Update README.md adding more description for each model

README.md

@@ -3,6 +3,9 @@ library_name: nemo
 ---
 # CHiME8 DASR NeMo Baseline Models
 
+The model files in this repository are the models used in this paper [The CHiME-7 Challenge: System Description and Performance of
+NeMo Team’s DASR System](https://arxiv.org/pdf/2310.12378.pdf).
+
 ## 1. Voice Activity Detection (VAD) Model: 
 ### **MarbleNet_frame_VAD_chime7_Acrobat.nemo**   
 - This model is based on [NeMo MarbleNet VAD model](https://docs.nvidia.com/deeplearning/nemo/user-guide/docs/en/main/asr/speech_classification/models.html#marblenet-vad).
@@ -14,11 +17,43 @@ on [VoxCeleb1&2 datasets](https://www.robots.ox.ac.uk/~vgg/data/voxceleb/vox1.ht
 
 
 ## 2. Speaker Diarization Model: Multi-scale Diarization Decoder (MSDD-v2)
-### MSDD_v2_PALO_100ms_intrpl_3scales.nemo
+### **MSDD_v2_PALO_100ms_intrpl_3scales.nemo**
+
+ Our DASR system is based on the speaker diarization system using the multi-scale diarization decoder (MSDD).
+  - MSDD Reference: [Park et al. (2022)](https://arxiv.org/pdf/2203.15974.pdf)
+- MSDD-v2 speaker diarization system employs a multi-scale embedding approach and utilizes TitaNet speaker embedding extractor.
+  - TitaNet Reference: [Koluguri et al. (2022)](https://arxiv.org/abs/2110.04410)
+  - TitaNet Model is included in this .nemo checkpoint file.
+- Unlike the system that uses a multi-layer LSTM architecture, we employ a four-layer Transformer architecture with a hidden size of 384.
+- This neural model generates logit values indicating speaker existence.

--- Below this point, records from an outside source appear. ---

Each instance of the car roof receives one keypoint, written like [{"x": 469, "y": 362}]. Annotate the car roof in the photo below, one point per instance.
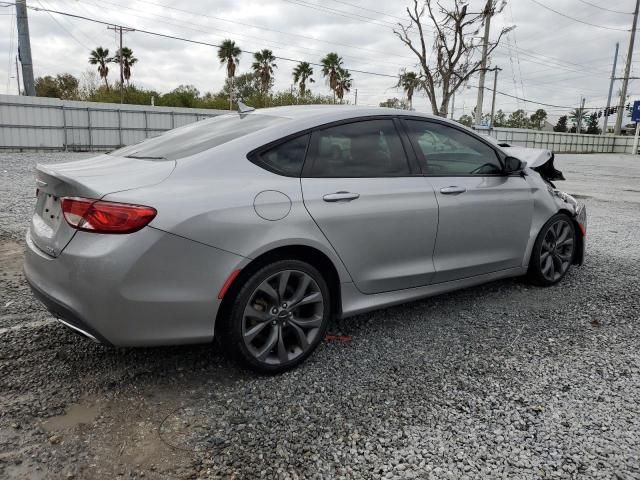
[{"x": 329, "y": 113}]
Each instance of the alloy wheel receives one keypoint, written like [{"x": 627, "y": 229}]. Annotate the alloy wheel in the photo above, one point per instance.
[
  {"x": 283, "y": 316},
  {"x": 556, "y": 253}
]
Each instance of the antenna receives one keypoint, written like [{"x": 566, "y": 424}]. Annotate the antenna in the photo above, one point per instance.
[{"x": 242, "y": 108}]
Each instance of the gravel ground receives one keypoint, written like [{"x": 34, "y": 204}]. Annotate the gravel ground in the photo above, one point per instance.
[{"x": 499, "y": 381}]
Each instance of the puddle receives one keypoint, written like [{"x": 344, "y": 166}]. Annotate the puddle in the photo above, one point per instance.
[{"x": 74, "y": 416}]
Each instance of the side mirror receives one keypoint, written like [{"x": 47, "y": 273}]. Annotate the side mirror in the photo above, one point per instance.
[{"x": 513, "y": 165}]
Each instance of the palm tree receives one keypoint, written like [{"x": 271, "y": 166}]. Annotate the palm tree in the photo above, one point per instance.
[
  {"x": 580, "y": 116},
  {"x": 100, "y": 57},
  {"x": 263, "y": 65},
  {"x": 343, "y": 84},
  {"x": 128, "y": 60},
  {"x": 331, "y": 63},
  {"x": 301, "y": 74},
  {"x": 409, "y": 81},
  {"x": 229, "y": 54}
]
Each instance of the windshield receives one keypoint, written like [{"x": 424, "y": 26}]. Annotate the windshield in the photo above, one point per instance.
[{"x": 198, "y": 137}]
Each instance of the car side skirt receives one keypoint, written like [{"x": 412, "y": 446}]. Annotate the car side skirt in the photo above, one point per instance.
[{"x": 355, "y": 302}]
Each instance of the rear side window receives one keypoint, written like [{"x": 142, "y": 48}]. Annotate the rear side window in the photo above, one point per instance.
[
  {"x": 199, "y": 136},
  {"x": 370, "y": 148},
  {"x": 448, "y": 151},
  {"x": 286, "y": 158}
]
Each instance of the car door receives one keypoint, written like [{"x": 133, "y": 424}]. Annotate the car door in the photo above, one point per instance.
[
  {"x": 379, "y": 215},
  {"x": 484, "y": 215}
]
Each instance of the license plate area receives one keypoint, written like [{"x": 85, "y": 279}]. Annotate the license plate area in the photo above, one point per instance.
[{"x": 49, "y": 210}]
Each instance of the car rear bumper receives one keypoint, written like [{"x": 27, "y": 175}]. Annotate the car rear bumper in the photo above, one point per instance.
[{"x": 143, "y": 289}]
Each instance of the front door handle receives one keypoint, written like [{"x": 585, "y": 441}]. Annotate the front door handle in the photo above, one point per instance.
[
  {"x": 341, "y": 197},
  {"x": 453, "y": 190}
]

+- Our diarization model is trained on approximately 3,000 hours of simulated audio mixture data from the same multi-speaker data simulator used in VAD model training, drawing from VoxCeleb1&2 and LibriSpeech datasets.

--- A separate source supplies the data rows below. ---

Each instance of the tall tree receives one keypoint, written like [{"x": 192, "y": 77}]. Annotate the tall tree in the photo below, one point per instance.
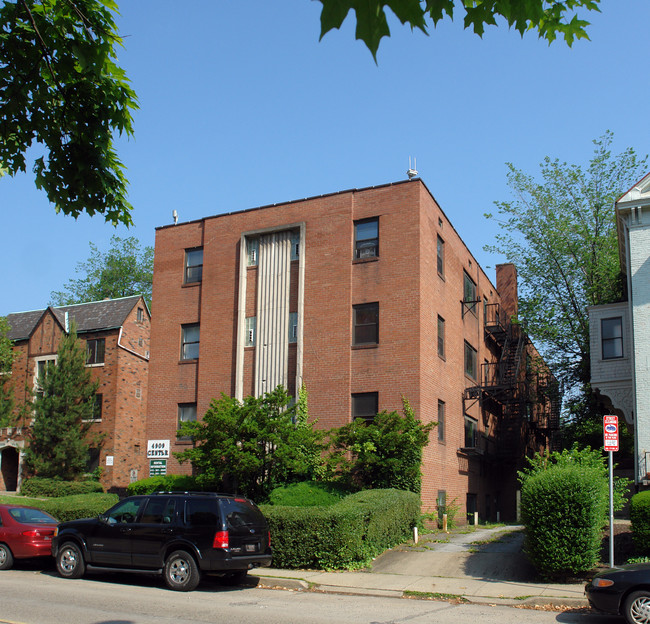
[
  {"x": 560, "y": 232},
  {"x": 63, "y": 408},
  {"x": 60, "y": 88},
  {"x": 125, "y": 269},
  {"x": 549, "y": 18}
]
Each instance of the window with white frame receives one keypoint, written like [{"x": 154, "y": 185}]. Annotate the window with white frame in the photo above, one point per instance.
[
  {"x": 293, "y": 327},
  {"x": 95, "y": 350},
  {"x": 365, "y": 405},
  {"x": 251, "y": 330},
  {"x": 193, "y": 265},
  {"x": 42, "y": 365},
  {"x": 611, "y": 332},
  {"x": 469, "y": 294},
  {"x": 470, "y": 361},
  {"x": 190, "y": 335},
  {"x": 366, "y": 238},
  {"x": 252, "y": 250}
]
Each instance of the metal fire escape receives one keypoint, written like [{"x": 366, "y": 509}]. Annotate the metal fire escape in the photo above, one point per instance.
[{"x": 521, "y": 394}]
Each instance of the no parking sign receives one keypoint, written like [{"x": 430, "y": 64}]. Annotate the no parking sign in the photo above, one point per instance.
[{"x": 610, "y": 433}]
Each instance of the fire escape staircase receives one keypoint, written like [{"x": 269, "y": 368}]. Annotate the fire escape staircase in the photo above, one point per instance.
[{"x": 508, "y": 391}]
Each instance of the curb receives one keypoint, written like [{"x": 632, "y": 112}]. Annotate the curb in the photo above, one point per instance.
[{"x": 295, "y": 584}]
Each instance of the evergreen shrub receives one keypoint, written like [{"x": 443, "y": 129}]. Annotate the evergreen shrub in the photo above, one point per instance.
[
  {"x": 345, "y": 535},
  {"x": 640, "y": 517},
  {"x": 41, "y": 486},
  {"x": 564, "y": 509},
  {"x": 79, "y": 506}
]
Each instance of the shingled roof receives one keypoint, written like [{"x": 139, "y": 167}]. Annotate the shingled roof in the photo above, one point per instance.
[{"x": 94, "y": 316}]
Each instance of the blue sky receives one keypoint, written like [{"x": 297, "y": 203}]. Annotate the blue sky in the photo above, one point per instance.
[{"x": 242, "y": 106}]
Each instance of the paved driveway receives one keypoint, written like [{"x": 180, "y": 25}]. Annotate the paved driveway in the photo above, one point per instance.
[{"x": 494, "y": 554}]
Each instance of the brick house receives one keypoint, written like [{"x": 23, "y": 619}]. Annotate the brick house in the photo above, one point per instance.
[
  {"x": 619, "y": 333},
  {"x": 363, "y": 296},
  {"x": 116, "y": 335}
]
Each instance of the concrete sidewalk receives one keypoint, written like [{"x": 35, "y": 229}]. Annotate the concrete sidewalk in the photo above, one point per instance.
[{"x": 482, "y": 566}]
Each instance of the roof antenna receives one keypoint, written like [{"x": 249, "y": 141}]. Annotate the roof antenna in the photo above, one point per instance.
[{"x": 412, "y": 172}]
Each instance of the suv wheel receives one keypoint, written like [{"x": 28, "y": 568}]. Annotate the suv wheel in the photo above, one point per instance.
[
  {"x": 181, "y": 572},
  {"x": 6, "y": 557},
  {"x": 70, "y": 561}
]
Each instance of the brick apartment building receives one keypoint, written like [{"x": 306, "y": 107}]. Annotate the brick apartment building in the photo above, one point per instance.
[
  {"x": 116, "y": 333},
  {"x": 364, "y": 296}
]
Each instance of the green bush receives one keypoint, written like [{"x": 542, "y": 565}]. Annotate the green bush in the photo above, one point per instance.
[
  {"x": 79, "y": 506},
  {"x": 305, "y": 494},
  {"x": 640, "y": 517},
  {"x": 345, "y": 535},
  {"x": 39, "y": 486},
  {"x": 564, "y": 509},
  {"x": 167, "y": 483}
]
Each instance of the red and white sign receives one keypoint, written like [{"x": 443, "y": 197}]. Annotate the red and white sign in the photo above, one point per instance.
[{"x": 610, "y": 433}]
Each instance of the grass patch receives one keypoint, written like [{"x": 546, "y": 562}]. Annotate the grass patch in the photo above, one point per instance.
[{"x": 434, "y": 596}]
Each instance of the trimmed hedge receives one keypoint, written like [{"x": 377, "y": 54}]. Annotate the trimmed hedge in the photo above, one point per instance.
[
  {"x": 640, "y": 517},
  {"x": 564, "y": 510},
  {"x": 305, "y": 494},
  {"x": 341, "y": 536},
  {"x": 74, "y": 507},
  {"x": 38, "y": 486}
]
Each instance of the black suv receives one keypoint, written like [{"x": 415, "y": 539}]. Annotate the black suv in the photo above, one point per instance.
[{"x": 177, "y": 534}]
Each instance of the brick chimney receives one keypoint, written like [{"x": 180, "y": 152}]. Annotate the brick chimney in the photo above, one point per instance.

+  - LibriSpeech Reference: [OpenSLR Download](https://www.openslr.org/12),[LibriSpeech, Panayotov et al. (2015)](https://ieeexplore.ieee.org/document/7178964)
+- MUSAN noise is also used for adding additive background noise, focusing on music and broadband noise.
+
 
 ## 3. Automatic Speech Recognition (ASR) model
-### FastConformerXL-RNNT-chime7-GSS-finetuned.nemo
+### **FastConformerXL-RNNT-chime7-GSS-finetuned.nemo**
+- This ASR model is based on [NeMo FastConformer XL model](https://docs.nvidia.com/deeplearning/nemo/user-guide/docs/en/main/asr/models.html#fast-conformer). 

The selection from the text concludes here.